The program has approved 12 insurance policies that can be used by employers in applying for private plans, should they elect not to go with the state benefits plan.

Bracy says the Nonantum hasn’t yet made a firm decision on a provider.

“But I think we are leaning toward going onto the state’s plan since our business and our employees have spent an entire year contributing to this system, and as far as I am aware will not receive reimbursement for that if we opt to use a private plan,” Bracy says.

BIW's approach 

Bath Iron Works is one of the state’s largest employers with more than 6,900 employees and a complex existing benefits plan. “We have a great deal of experience in this area but still need to work out many details.

For a small employer the conflict with federal law and overlapping programs could be very challenging,” says David Hench, a spokesman for the shipbuilder. “There are still major issues the legislature has chosen to deflect despite Maine businesses having communicated legitimate concerns.”

How businesses are coping

In response to the new law, Verrill's Alvarez sees many companies becoming leaner. 
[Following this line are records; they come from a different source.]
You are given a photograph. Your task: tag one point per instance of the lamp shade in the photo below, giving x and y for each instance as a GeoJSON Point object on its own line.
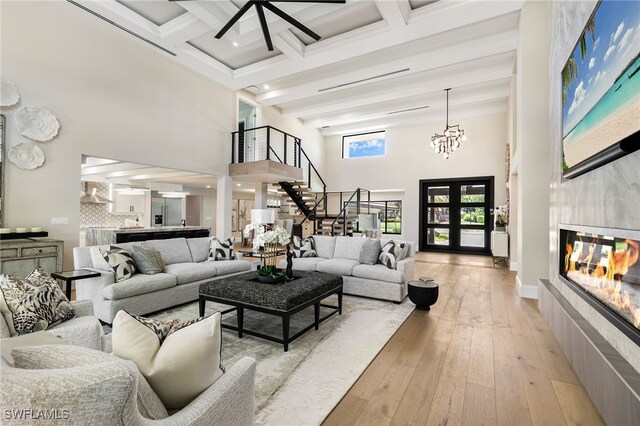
{"type": "Point", "coordinates": [262, 216]}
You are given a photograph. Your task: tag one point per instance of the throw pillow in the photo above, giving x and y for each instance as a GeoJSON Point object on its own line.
{"type": "Point", "coordinates": [34, 303]}
{"type": "Point", "coordinates": [392, 253]}
{"type": "Point", "coordinates": [179, 359]}
{"type": "Point", "coordinates": [147, 259]}
{"type": "Point", "coordinates": [221, 250]}
{"type": "Point", "coordinates": [370, 252]}
{"type": "Point", "coordinates": [120, 262]}
{"type": "Point", "coordinates": [304, 248]}
{"type": "Point", "coordinates": [69, 356]}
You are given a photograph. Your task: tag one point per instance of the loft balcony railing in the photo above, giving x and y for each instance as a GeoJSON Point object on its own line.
{"type": "Point", "coordinates": [268, 143]}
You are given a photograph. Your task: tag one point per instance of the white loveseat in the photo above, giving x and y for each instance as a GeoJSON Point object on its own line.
{"type": "Point", "coordinates": [186, 267]}
{"type": "Point", "coordinates": [340, 256]}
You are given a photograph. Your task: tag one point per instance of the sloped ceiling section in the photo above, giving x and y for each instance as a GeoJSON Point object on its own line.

“They’re attempting to cut costs both from a payroll perspective as well as from an operational perspective in order to counter-balance the rise in costs in other operational areas,” she says.

Alvarez says many businesses have been focusing on other operational concerns — rising costs of supplies and raw goods, tariffs, workforce development, employee benefits and health care costs — and have not been able to give the new plan sufficient time and attention.

“Unfortunately,” she adds, “I believe that this will result in further operational challenges once the law actually takes effect.”

“In becoming ‘leaner’ I’m seeing changes in operational hours and/or in service industries, the services that are provided.”